Ni les autorités maliennes, ni la communauté internationale ne peuvent ignorer ça.

A la marche du 12 juillet, les jeunes de Gao ont appelé les Songhaïs à se mobiliser pour défendre la Cité historique des Askia, est-ce qu’il n’y a pas un risque de conflit ethnique à l’horizon ?
Sincèrement ça m’inquiète.
J’ai évoqué cette question il n’y a pas longtemps dans des journaux.
Aujourd’hui, je ne suis pas satisfait de la manière dont le gouvernement gère le Nord.
Il est en train de l’ethniciser. Ça risque de nous amener à une guerre civile.
Quand j’ai entendu parler les Peuls de la zone de Mopti se réclamer d’un mouvement et quand je vois les Ifoghas et les Imghads au Niger sous l’égide d’un gouvernement étranger pour chercher un arrangement par rapport à la mise en place des autorités intérimaires et de la gestion de la ville de Kidal, ça m’inquiète beaucoup.
Quand la jeunesse de Gao est sortie aussi pour dire les Songhaïs, c’est inquiétant.
Parce qu’il n’y a pas que les Songhaïs à Gao.
On y trouve toutes les ethnies. Mais c’est la faute au gouvernement, c’est la mauvaise gestion qui pousse les gens à recroqueviller sur eux-mêmes.
A Kidal, les Ifoghas et les Imghads qui vont peur l’Etat ne sont seuls là-bas. Il y a plus de Sonrhaï, Peuls et Bambaras que d’Ifoghas à Kidal.
Vraiment c’est inquiétant.

Quel est votre position sur l’installation des autorités intérimaires à Gao ?
Je ne suis pas inquiet parce que la loi dit que les autorités intérimaires seront dans les collectivités qui ne marchent pas.
Si une commune fonctionne aujourd’hui au Mali, je pense que c’est la Commune de Gao. Gao a été bombardée, mes conseillers et moi l’ont reconstruite sans recours à l’Etat.
Nous délivrons plus d’actes de naissance que n’importe quelle commune du Mali.
Nous établissons tout autre papier d’état-civil à longueur de journée et plus que toutes les communes.
C’est pourquoi nous avons un budget énorme qui nous permet de tourner depuis quatre ans.
Je suis l’une des seules communes qui n’a pas eu de problème pour payer ses fonctionnaires, même pendant la crise.
Je ne pense pas que les autorités intérimaires doivent concerner la Commune urbaine de Gao.
Il n’y a pas de dysfonctionnement chez moi.

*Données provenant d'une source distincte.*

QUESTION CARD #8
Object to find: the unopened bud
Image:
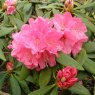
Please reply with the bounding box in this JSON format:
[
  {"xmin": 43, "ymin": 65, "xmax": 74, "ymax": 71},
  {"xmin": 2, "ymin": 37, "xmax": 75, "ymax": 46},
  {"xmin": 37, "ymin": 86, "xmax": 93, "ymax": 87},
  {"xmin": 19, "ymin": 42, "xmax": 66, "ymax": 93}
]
[
  {"xmin": 65, "ymin": 0, "xmax": 74, "ymax": 12},
  {"xmin": 6, "ymin": 62, "xmax": 14, "ymax": 73},
  {"xmin": 2, "ymin": 2, "xmax": 7, "ymax": 10}
]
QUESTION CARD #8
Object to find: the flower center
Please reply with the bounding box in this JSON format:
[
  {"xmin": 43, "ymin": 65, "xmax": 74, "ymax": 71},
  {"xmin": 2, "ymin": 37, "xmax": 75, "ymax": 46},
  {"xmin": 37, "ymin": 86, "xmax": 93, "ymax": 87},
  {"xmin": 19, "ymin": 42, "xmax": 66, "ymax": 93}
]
[{"xmin": 61, "ymin": 77, "xmax": 66, "ymax": 82}]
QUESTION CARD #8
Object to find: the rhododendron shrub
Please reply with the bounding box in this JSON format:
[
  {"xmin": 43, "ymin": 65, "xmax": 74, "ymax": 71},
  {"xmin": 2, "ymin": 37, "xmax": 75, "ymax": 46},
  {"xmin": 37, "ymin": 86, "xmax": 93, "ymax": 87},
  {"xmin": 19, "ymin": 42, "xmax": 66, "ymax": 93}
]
[
  {"xmin": 3, "ymin": 0, "xmax": 16, "ymax": 15},
  {"xmin": 57, "ymin": 66, "xmax": 78, "ymax": 89},
  {"xmin": 9, "ymin": 12, "xmax": 87, "ymax": 70},
  {"xmin": 0, "ymin": 0, "xmax": 95, "ymax": 95},
  {"xmin": 9, "ymin": 17, "xmax": 61, "ymax": 70}
]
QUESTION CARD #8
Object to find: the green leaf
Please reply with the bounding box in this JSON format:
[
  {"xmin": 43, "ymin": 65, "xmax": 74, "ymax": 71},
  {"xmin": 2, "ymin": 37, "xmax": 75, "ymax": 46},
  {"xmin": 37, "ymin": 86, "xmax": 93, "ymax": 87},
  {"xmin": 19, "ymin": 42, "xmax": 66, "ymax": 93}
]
[
  {"xmin": 57, "ymin": 53, "xmax": 84, "ymax": 70},
  {"xmin": 19, "ymin": 65, "xmax": 30, "ymax": 80},
  {"xmin": 43, "ymin": 11, "xmax": 51, "ymax": 18},
  {"xmin": 35, "ymin": 4, "xmax": 44, "ymax": 16},
  {"xmin": 0, "ymin": 27, "xmax": 14, "ymax": 37},
  {"xmin": 77, "ymin": 71, "xmax": 89, "ymax": 80},
  {"xmin": 83, "ymin": 58, "xmax": 95, "ymax": 75},
  {"xmin": 53, "ymin": 9, "xmax": 60, "ymax": 14},
  {"xmin": 16, "ymin": 77, "xmax": 30, "ymax": 94},
  {"xmin": 23, "ymin": 3, "xmax": 32, "ymax": 23},
  {"xmin": 3, "ymin": 13, "xmax": 9, "ymax": 25},
  {"xmin": 0, "ymin": 49, "xmax": 6, "ymax": 61},
  {"xmin": 84, "ymin": 42, "xmax": 95, "ymax": 53},
  {"xmin": 76, "ymin": 49, "xmax": 87, "ymax": 65},
  {"xmin": 28, "ymin": 85, "xmax": 55, "ymax": 95},
  {"xmin": 39, "ymin": 68, "xmax": 52, "ymax": 87},
  {"xmin": 0, "ymin": 71, "xmax": 7, "ymax": 90},
  {"xmin": 50, "ymin": 87, "xmax": 58, "ymax": 95},
  {"xmin": 14, "ymin": 17, "xmax": 24, "ymax": 29},
  {"xmin": 10, "ymin": 75, "xmax": 21, "ymax": 95},
  {"xmin": 69, "ymin": 83, "xmax": 91, "ymax": 95},
  {"xmin": 74, "ymin": 2, "xmax": 95, "ymax": 10}
]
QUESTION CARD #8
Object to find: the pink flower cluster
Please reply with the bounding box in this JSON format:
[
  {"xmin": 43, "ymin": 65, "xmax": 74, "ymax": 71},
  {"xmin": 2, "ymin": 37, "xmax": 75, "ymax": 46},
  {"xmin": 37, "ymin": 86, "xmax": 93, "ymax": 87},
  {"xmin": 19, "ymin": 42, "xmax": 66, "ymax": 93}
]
[
  {"xmin": 6, "ymin": 62, "xmax": 14, "ymax": 73},
  {"xmin": 5, "ymin": 0, "xmax": 16, "ymax": 15},
  {"xmin": 9, "ymin": 12, "xmax": 87, "ymax": 70},
  {"xmin": 57, "ymin": 66, "xmax": 78, "ymax": 89},
  {"xmin": 9, "ymin": 17, "xmax": 61, "ymax": 70},
  {"xmin": 53, "ymin": 12, "xmax": 88, "ymax": 55}
]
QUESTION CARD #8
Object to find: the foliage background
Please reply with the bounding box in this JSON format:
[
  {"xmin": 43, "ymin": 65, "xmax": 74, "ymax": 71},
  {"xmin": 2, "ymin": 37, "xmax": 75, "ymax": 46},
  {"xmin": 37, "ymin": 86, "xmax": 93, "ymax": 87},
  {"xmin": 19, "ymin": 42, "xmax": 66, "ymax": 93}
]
[{"xmin": 0, "ymin": 0, "xmax": 95, "ymax": 95}]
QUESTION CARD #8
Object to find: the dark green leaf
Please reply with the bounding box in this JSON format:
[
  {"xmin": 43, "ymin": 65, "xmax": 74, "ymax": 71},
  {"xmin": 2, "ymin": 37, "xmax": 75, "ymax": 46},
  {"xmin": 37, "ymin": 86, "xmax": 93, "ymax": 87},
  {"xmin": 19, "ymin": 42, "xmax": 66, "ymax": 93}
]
[
  {"xmin": 23, "ymin": 3, "xmax": 32, "ymax": 23},
  {"xmin": 69, "ymin": 83, "xmax": 91, "ymax": 95},
  {"xmin": 0, "ymin": 71, "xmax": 7, "ymax": 90},
  {"xmin": 39, "ymin": 68, "xmax": 51, "ymax": 87},
  {"xmin": 10, "ymin": 75, "xmax": 21, "ymax": 95},
  {"xmin": 19, "ymin": 65, "xmax": 30, "ymax": 80},
  {"xmin": 83, "ymin": 58, "xmax": 95, "ymax": 75},
  {"xmin": 74, "ymin": 2, "xmax": 95, "ymax": 10},
  {"xmin": 76, "ymin": 49, "xmax": 87, "ymax": 65},
  {"xmin": 57, "ymin": 53, "xmax": 84, "ymax": 70},
  {"xmin": 50, "ymin": 87, "xmax": 58, "ymax": 95},
  {"xmin": 0, "ymin": 49, "xmax": 6, "ymax": 61},
  {"xmin": 75, "ymin": 12, "xmax": 95, "ymax": 32},
  {"xmin": 0, "ymin": 27, "xmax": 14, "ymax": 37},
  {"xmin": 14, "ymin": 18, "xmax": 24, "ymax": 29},
  {"xmin": 84, "ymin": 42, "xmax": 95, "ymax": 53}
]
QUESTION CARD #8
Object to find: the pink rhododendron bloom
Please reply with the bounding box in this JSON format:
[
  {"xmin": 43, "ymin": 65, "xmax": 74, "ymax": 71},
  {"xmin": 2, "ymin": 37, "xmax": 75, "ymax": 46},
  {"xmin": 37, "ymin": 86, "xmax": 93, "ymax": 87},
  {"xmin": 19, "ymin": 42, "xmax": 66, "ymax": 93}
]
[
  {"xmin": 53, "ymin": 12, "xmax": 88, "ymax": 55},
  {"xmin": 6, "ymin": 62, "xmax": 14, "ymax": 72},
  {"xmin": 6, "ymin": 0, "xmax": 17, "ymax": 6},
  {"xmin": 9, "ymin": 17, "xmax": 62, "ymax": 70},
  {"xmin": 7, "ymin": 6, "xmax": 16, "ymax": 15},
  {"xmin": 57, "ymin": 66, "xmax": 78, "ymax": 89},
  {"xmin": 3, "ymin": 0, "xmax": 16, "ymax": 15},
  {"xmin": 65, "ymin": 0, "xmax": 74, "ymax": 12}
]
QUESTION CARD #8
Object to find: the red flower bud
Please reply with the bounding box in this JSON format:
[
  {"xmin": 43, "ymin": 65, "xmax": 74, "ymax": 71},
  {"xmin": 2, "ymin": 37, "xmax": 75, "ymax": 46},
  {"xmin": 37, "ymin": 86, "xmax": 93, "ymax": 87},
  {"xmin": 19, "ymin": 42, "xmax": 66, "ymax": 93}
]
[
  {"xmin": 2, "ymin": 2, "xmax": 7, "ymax": 10},
  {"xmin": 6, "ymin": 62, "xmax": 14, "ymax": 72},
  {"xmin": 57, "ymin": 66, "xmax": 78, "ymax": 89}
]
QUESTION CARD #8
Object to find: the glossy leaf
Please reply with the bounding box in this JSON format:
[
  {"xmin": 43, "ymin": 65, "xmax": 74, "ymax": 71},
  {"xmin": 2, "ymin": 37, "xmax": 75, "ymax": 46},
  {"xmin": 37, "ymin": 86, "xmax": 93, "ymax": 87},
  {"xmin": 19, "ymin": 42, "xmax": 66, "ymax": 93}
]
[
  {"xmin": 39, "ymin": 68, "xmax": 52, "ymax": 87},
  {"xmin": 84, "ymin": 42, "xmax": 95, "ymax": 53},
  {"xmin": 28, "ymin": 85, "xmax": 54, "ymax": 95},
  {"xmin": 0, "ymin": 49, "xmax": 6, "ymax": 61},
  {"xmin": 0, "ymin": 71, "xmax": 7, "ymax": 90},
  {"xmin": 10, "ymin": 75, "xmax": 21, "ymax": 95},
  {"xmin": 76, "ymin": 49, "xmax": 87, "ymax": 65},
  {"xmin": 0, "ymin": 27, "xmax": 14, "ymax": 37},
  {"xmin": 83, "ymin": 58, "xmax": 95, "ymax": 75}
]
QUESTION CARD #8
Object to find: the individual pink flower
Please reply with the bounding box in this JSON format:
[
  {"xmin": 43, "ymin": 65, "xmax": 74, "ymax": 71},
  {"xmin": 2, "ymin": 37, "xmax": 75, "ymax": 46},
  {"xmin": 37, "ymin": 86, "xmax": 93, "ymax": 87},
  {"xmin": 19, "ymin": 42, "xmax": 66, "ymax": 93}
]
[
  {"xmin": 53, "ymin": 12, "xmax": 88, "ymax": 55},
  {"xmin": 9, "ymin": 17, "xmax": 62, "ymax": 70},
  {"xmin": 6, "ymin": 0, "xmax": 17, "ymax": 6},
  {"xmin": 3, "ymin": 0, "xmax": 17, "ymax": 15},
  {"xmin": 7, "ymin": 6, "xmax": 16, "ymax": 15},
  {"xmin": 6, "ymin": 62, "xmax": 14, "ymax": 73},
  {"xmin": 57, "ymin": 66, "xmax": 78, "ymax": 89},
  {"xmin": 65, "ymin": 0, "xmax": 74, "ymax": 12}
]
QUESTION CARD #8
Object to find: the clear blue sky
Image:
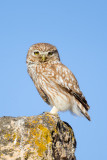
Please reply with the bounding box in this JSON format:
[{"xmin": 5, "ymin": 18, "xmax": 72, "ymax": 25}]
[{"xmin": 0, "ymin": 0, "xmax": 107, "ymax": 160}]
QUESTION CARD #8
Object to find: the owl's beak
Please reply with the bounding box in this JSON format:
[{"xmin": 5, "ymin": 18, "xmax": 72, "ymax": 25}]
[{"xmin": 42, "ymin": 54, "xmax": 46, "ymax": 62}]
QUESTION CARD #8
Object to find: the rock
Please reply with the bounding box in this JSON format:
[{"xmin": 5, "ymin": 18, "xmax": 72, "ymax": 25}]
[{"xmin": 0, "ymin": 113, "xmax": 76, "ymax": 160}]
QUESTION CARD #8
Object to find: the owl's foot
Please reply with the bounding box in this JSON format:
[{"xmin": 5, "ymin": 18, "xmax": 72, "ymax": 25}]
[{"xmin": 50, "ymin": 106, "xmax": 58, "ymax": 114}]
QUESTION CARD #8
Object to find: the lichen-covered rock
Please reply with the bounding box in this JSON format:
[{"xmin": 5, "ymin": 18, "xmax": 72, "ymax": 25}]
[{"xmin": 0, "ymin": 113, "xmax": 76, "ymax": 160}]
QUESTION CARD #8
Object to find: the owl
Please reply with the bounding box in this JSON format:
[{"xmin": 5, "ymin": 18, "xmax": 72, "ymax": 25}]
[{"xmin": 26, "ymin": 43, "xmax": 91, "ymax": 120}]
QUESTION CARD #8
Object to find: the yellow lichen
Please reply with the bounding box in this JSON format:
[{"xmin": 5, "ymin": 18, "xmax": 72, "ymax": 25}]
[{"xmin": 27, "ymin": 124, "xmax": 52, "ymax": 156}]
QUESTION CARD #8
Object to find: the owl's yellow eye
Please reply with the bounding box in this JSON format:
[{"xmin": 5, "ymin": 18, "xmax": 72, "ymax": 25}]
[
  {"xmin": 48, "ymin": 52, "xmax": 53, "ymax": 55},
  {"xmin": 34, "ymin": 51, "xmax": 39, "ymax": 55}
]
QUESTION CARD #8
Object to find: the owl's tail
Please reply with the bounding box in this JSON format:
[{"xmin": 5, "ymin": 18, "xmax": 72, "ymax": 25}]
[{"xmin": 71, "ymin": 100, "xmax": 91, "ymax": 121}]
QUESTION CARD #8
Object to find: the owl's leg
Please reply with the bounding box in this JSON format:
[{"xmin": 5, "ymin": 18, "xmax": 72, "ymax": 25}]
[{"xmin": 50, "ymin": 106, "xmax": 58, "ymax": 114}]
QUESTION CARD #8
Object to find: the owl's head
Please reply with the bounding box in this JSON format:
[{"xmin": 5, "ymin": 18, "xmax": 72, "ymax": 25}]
[{"xmin": 26, "ymin": 43, "xmax": 60, "ymax": 64}]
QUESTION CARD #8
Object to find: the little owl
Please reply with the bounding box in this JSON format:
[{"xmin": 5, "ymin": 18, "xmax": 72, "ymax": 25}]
[{"xmin": 26, "ymin": 43, "xmax": 90, "ymax": 120}]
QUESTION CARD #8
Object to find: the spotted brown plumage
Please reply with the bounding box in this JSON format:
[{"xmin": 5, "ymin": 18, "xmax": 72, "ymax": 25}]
[{"xmin": 26, "ymin": 43, "xmax": 90, "ymax": 120}]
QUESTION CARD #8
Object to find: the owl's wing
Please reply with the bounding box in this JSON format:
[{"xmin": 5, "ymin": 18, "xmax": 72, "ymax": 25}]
[{"xmin": 51, "ymin": 63, "xmax": 90, "ymax": 111}]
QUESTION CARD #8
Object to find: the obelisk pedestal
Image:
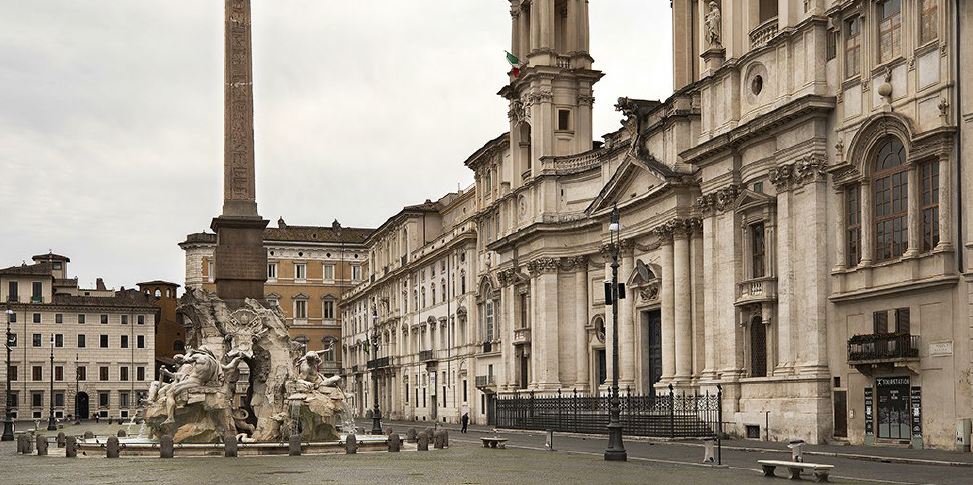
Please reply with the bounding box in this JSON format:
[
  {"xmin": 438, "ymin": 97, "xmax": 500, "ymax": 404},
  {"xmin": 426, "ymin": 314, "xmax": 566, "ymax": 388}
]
[{"xmin": 210, "ymin": 0, "xmax": 269, "ymax": 300}]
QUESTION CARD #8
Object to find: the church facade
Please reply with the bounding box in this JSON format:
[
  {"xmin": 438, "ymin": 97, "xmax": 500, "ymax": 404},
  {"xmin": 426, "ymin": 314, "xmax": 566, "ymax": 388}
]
[{"xmin": 339, "ymin": 0, "xmax": 973, "ymax": 448}]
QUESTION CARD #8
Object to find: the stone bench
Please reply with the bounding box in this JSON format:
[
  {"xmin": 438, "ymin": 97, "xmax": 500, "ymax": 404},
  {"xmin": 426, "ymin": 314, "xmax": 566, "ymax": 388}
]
[
  {"xmin": 757, "ymin": 460, "xmax": 834, "ymax": 482},
  {"xmin": 480, "ymin": 436, "xmax": 507, "ymax": 449}
]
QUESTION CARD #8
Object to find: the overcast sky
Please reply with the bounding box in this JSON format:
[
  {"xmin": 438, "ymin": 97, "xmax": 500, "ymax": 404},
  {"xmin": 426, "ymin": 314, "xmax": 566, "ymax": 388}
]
[{"xmin": 0, "ymin": 0, "xmax": 672, "ymax": 288}]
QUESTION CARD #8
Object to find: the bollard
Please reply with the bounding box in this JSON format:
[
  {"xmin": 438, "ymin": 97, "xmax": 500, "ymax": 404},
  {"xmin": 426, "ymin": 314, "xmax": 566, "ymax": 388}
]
[
  {"xmin": 37, "ymin": 435, "xmax": 47, "ymax": 456},
  {"xmin": 223, "ymin": 435, "xmax": 237, "ymax": 458},
  {"xmin": 287, "ymin": 434, "xmax": 301, "ymax": 456},
  {"xmin": 345, "ymin": 434, "xmax": 358, "ymax": 455},
  {"xmin": 105, "ymin": 436, "xmax": 118, "ymax": 458},
  {"xmin": 159, "ymin": 435, "xmax": 173, "ymax": 458},
  {"xmin": 64, "ymin": 436, "xmax": 78, "ymax": 458}
]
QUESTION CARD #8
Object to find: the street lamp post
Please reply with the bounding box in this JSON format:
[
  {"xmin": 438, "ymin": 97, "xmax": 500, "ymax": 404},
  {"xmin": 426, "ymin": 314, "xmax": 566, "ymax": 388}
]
[
  {"xmin": 372, "ymin": 309, "xmax": 383, "ymax": 435},
  {"xmin": 0, "ymin": 303, "xmax": 14, "ymax": 441},
  {"xmin": 605, "ymin": 205, "xmax": 628, "ymax": 461},
  {"xmin": 47, "ymin": 333, "xmax": 57, "ymax": 431}
]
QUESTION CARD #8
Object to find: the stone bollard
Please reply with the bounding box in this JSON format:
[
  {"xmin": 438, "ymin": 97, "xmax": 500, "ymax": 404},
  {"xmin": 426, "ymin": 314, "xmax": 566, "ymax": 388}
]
[
  {"xmin": 105, "ymin": 436, "xmax": 118, "ymax": 458},
  {"xmin": 287, "ymin": 434, "xmax": 301, "ymax": 456},
  {"xmin": 345, "ymin": 434, "xmax": 358, "ymax": 455},
  {"xmin": 64, "ymin": 436, "xmax": 78, "ymax": 458},
  {"xmin": 159, "ymin": 435, "xmax": 174, "ymax": 458},
  {"xmin": 37, "ymin": 435, "xmax": 47, "ymax": 456},
  {"xmin": 389, "ymin": 433, "xmax": 402, "ymax": 453},
  {"xmin": 223, "ymin": 435, "xmax": 237, "ymax": 458}
]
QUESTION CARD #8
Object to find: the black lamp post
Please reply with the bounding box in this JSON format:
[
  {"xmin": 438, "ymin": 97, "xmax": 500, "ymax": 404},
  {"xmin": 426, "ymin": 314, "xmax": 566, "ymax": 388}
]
[
  {"xmin": 372, "ymin": 308, "xmax": 383, "ymax": 434},
  {"xmin": 47, "ymin": 333, "xmax": 57, "ymax": 431},
  {"xmin": 0, "ymin": 303, "xmax": 14, "ymax": 441},
  {"xmin": 605, "ymin": 205, "xmax": 628, "ymax": 461}
]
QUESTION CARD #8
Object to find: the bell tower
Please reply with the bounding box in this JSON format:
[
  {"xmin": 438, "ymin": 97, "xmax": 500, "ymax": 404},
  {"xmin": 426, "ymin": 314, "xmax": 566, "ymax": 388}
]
[{"xmin": 499, "ymin": 0, "xmax": 603, "ymax": 188}]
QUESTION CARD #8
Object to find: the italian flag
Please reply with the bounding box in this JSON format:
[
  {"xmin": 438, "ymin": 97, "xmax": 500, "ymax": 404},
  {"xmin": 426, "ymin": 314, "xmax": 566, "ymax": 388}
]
[{"xmin": 504, "ymin": 51, "xmax": 520, "ymax": 78}]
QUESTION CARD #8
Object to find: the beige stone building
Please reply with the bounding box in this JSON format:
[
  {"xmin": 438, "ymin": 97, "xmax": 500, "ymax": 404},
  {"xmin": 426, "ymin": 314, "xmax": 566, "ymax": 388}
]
[
  {"xmin": 0, "ymin": 254, "xmax": 160, "ymax": 422},
  {"xmin": 179, "ymin": 218, "xmax": 372, "ymax": 375},
  {"xmin": 342, "ymin": 0, "xmax": 973, "ymax": 448}
]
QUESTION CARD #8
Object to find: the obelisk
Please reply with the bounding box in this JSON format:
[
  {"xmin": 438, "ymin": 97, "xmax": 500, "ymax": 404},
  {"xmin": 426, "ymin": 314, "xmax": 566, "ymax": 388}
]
[{"xmin": 210, "ymin": 0, "xmax": 268, "ymax": 300}]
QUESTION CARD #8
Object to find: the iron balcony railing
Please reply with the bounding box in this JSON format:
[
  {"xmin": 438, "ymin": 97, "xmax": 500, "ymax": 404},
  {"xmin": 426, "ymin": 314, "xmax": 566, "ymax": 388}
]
[
  {"xmin": 476, "ymin": 375, "xmax": 497, "ymax": 388},
  {"xmin": 496, "ymin": 388, "xmax": 723, "ymax": 438},
  {"xmin": 848, "ymin": 333, "xmax": 919, "ymax": 363}
]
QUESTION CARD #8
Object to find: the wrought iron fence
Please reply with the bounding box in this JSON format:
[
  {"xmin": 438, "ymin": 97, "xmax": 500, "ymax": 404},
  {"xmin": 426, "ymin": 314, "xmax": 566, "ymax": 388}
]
[{"xmin": 496, "ymin": 389, "xmax": 723, "ymax": 438}]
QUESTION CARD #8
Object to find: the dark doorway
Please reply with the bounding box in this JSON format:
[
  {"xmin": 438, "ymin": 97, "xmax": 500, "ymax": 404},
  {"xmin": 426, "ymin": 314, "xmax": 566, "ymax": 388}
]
[
  {"xmin": 834, "ymin": 391, "xmax": 848, "ymax": 438},
  {"xmin": 750, "ymin": 315, "xmax": 767, "ymax": 377},
  {"xmin": 74, "ymin": 392, "xmax": 91, "ymax": 419},
  {"xmin": 875, "ymin": 377, "xmax": 911, "ymax": 440},
  {"xmin": 642, "ymin": 310, "xmax": 662, "ymax": 392}
]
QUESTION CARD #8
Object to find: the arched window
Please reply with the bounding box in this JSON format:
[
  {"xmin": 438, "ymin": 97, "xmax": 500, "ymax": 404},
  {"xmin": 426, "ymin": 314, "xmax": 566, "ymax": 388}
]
[
  {"xmin": 750, "ymin": 315, "xmax": 767, "ymax": 377},
  {"xmin": 872, "ymin": 138, "xmax": 909, "ymax": 261}
]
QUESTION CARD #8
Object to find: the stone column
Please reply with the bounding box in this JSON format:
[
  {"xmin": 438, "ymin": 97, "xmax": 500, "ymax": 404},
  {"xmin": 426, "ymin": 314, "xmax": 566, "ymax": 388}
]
[
  {"xmin": 936, "ymin": 153, "xmax": 953, "ymax": 251},
  {"xmin": 618, "ymin": 246, "xmax": 635, "ymax": 389},
  {"xmin": 903, "ymin": 162, "xmax": 922, "ymax": 257},
  {"xmin": 573, "ymin": 256, "xmax": 589, "ymax": 390},
  {"xmin": 658, "ymin": 227, "xmax": 676, "ymax": 381},
  {"xmin": 672, "ymin": 222, "xmax": 693, "ymax": 380}
]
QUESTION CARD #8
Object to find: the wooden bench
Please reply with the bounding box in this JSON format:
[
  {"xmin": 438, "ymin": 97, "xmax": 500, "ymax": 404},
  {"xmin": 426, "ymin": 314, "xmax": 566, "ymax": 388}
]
[
  {"xmin": 757, "ymin": 460, "xmax": 834, "ymax": 482},
  {"xmin": 480, "ymin": 436, "xmax": 507, "ymax": 449}
]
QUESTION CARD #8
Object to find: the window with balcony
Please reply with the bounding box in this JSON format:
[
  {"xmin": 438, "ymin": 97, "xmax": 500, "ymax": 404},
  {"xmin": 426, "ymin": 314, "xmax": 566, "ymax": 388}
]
[
  {"xmin": 872, "ymin": 138, "xmax": 909, "ymax": 261},
  {"xmin": 877, "ymin": 0, "xmax": 902, "ymax": 62},
  {"xmin": 919, "ymin": 162, "xmax": 939, "ymax": 251}
]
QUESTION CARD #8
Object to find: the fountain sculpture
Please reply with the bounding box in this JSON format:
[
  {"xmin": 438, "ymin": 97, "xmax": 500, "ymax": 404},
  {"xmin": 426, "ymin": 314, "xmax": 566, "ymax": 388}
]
[{"xmin": 144, "ymin": 288, "xmax": 346, "ymax": 443}]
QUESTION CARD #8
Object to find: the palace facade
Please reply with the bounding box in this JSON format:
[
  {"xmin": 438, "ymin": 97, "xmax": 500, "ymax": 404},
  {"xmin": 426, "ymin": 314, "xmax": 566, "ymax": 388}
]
[{"xmin": 340, "ymin": 0, "xmax": 973, "ymax": 448}]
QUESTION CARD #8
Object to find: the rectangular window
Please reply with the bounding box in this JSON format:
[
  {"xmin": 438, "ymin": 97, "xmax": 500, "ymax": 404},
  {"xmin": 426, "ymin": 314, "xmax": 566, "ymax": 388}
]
[
  {"xmin": 920, "ymin": 162, "xmax": 939, "ymax": 251},
  {"xmin": 845, "ymin": 17, "xmax": 862, "ymax": 78},
  {"xmin": 878, "ymin": 0, "xmax": 902, "ymax": 62},
  {"xmin": 895, "ymin": 308, "xmax": 912, "ymax": 333},
  {"xmin": 294, "ymin": 300, "xmax": 307, "ymax": 320},
  {"xmin": 323, "ymin": 300, "xmax": 334, "ymax": 320},
  {"xmin": 872, "ymin": 310, "xmax": 889, "ymax": 334},
  {"xmin": 919, "ymin": 0, "xmax": 939, "ymax": 45},
  {"xmin": 845, "ymin": 185, "xmax": 862, "ymax": 268},
  {"xmin": 750, "ymin": 222, "xmax": 766, "ymax": 278}
]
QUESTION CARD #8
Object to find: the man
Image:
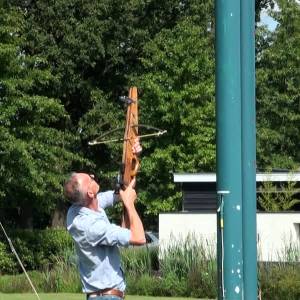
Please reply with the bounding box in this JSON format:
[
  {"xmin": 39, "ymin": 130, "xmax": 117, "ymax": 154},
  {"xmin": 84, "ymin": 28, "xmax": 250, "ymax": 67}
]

Quel est votre mot de fin ?
Je demande la bénédiction de Dieu afin qu’Il sauve mon pays.
Comme j’ai l’habitude de le dire souvent je n’approuve pas les erreurs commises par le régime qui ne partage pas, n’écoute pas l’opposition ni d’autres classe de société.
Je demande au Tout Puissant de donner à réfléchir au parti au pouvoir, d’écouter les Maliens pour que la paix revienne.
Si ce régime n’a pas pu faire revenir la paix, celui qui sera élu après lui, d’où qu’il vienne, ne pourra pas faire revenir la paix.